Her small Alaskan town had made her feel isolated, lonely, cut off from human contact. The previous day, she had attempted to contact the spirit realm, through the classic Ouija Board, in order to have “company” of sorts, to contact her passed loved ones, as she thought it may be a temporary “cure” for the boredom. Who knows what she may have conjured in her attempts to avoid loneliness. The spirit world can be a dangerous door to crack open, especially for the hurting, desperate and lonely individuals. She knew this could be dangerous, and open doors to evil entities preying on her vulnerabilities, but, her need for contact and interaction, and, well, LOVE, in her mind, outweighed the potential dangers.
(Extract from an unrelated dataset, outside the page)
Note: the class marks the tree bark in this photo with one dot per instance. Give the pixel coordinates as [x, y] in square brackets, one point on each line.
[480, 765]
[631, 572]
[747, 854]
She foolishly continued to try to contact the departed.
She had thrown caution to the wind, and as she gazed anxiously upward at the green mist, she assumed it was a spirit of a loved one trying to connect with her. She felt no fear, no evil, no negativity. Yet. As the green mist lowered slowly toward her body, she began to allow the mist to take over both her mind and body. She could not move, as she was paralyzed to its encompassing power. A little fear and anticipation began to creep in, but she could not move, nor speak. As the mist slowly entered her nostrils and mouth, her mind began to race as if something was controlling it with a sort of “remote control”. She saw languages she had never known before, snippets of history she had not previously known, what WAS, and what was yet to come on earth. She saw images of world leaders, emperors, kings, and bursts of things from past generations. It was too much knowledge bombarding her human mind all at once. She wanted so badly to warn people of the things she saw to come, but her frail human mind could not handle the overwhelming stress of it all. The last thing she saw before she was carried away out the window through a beam of light was a tall, lanky, set of gray bodies and large black eyes looking down upon her human face and body. She HAD unknowingly made contact, but not with any human spirit. The beings took her away, never to see her loved ones again.